By then, the bullying he endured had been going on for several years, and he was so distressed by it that sometimes he could barely breathe. He kept it to himself, of course, as he did not want to give his mother anything else to worry about. So, when she told him that she’d once contemplated suicide, he just wished he could disappear and take his problems with him. Indeed, the boy was so deeply affected that his mind created a vivid image of his mother that night: exhausted after walking more than 20 kilometres carrying her son on her back and tottering along the narrow edge of the cliff, with the faint light of the moon and the faraway houses reflected on the water at the bottom of the ravine, and the beauty of the azaleas at her feet. It was easy to imagine the feeling of liberation she had felt she would get if she threw herself off the cliff, and he trembled at the thought of it. Even after he had calmed down somewhat, he still tormented himself thinking that it would have been better if he had not been born. Then several days passed and he began to understand why his mother had made such an upsetting confession to him.
He understood that she wanted to convey that no matter how hard a situation might be, he shouldn’t give in to it. He was greatly comforted realising that his mother was well aware of what he was going through. About six months later, they moved away from the village to the town and he started going to a new school, where he wasn’t bullied. He never forgot what she had confided in him that day. As an adult, as well, he grappled with his inferiority complex and continued to feel extremely uncomfortable in social situations.
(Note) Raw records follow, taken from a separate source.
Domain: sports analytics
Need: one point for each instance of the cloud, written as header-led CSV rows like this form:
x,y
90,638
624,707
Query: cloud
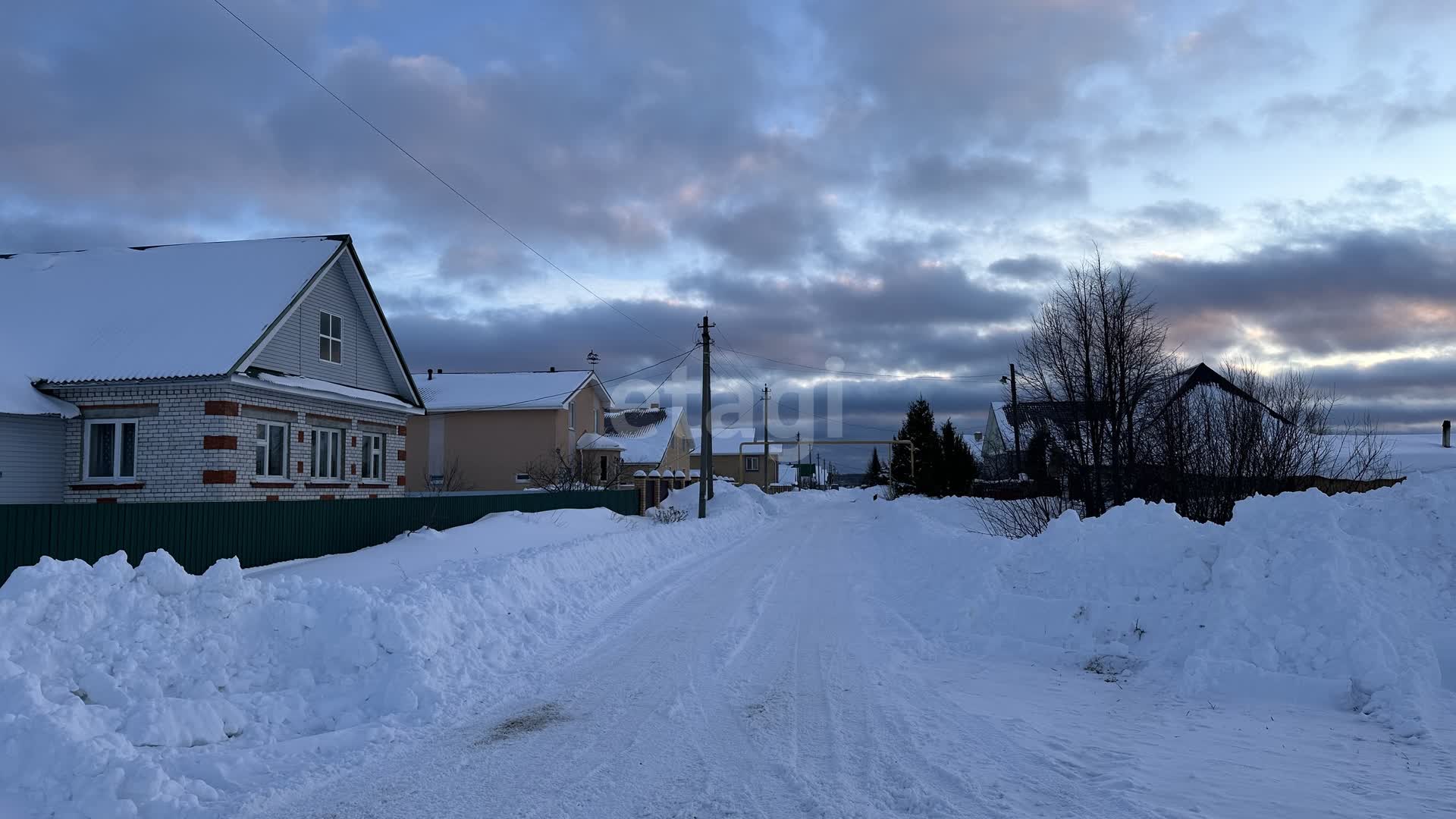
x,y
1180,215
940,183
1025,268
1327,295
His wife was the only person to understand how hard he struggled when interacting with others, but she passed away when he was 63 years old. The despair he felt at that time overwhelmed him, but his mother’s words to him that day came back to him and helped him get over the loss.

* He continued to long for the kind people and caring society of his dreams. When he was in junior high school, he was introduced to Thomas More’s Utopia and he devoured it. Although he could not fully understand it, he thought that the society described in the novel was just like the one he had imagined in his childhood. And he read with admiration the monthly magazines from the Soviet Union and North Korea that his second elder sister passed on to him. He dreamed of studying at Lumumba University in Moscow in the future. Soon, however, he saw that the reality of life in these socialist countries was not as rosy as the propaganda painted it. He was deeply interested in the teachings of Confucius, reading The Analects in high school, but he soon perceived that Confucius doctrine had still not led to the formation of an ideal society, even after two thousand five hundred years. Consequently, his scepticism about human nature deepened and continued into his old age.


4. Parting with Yoshiko (2009)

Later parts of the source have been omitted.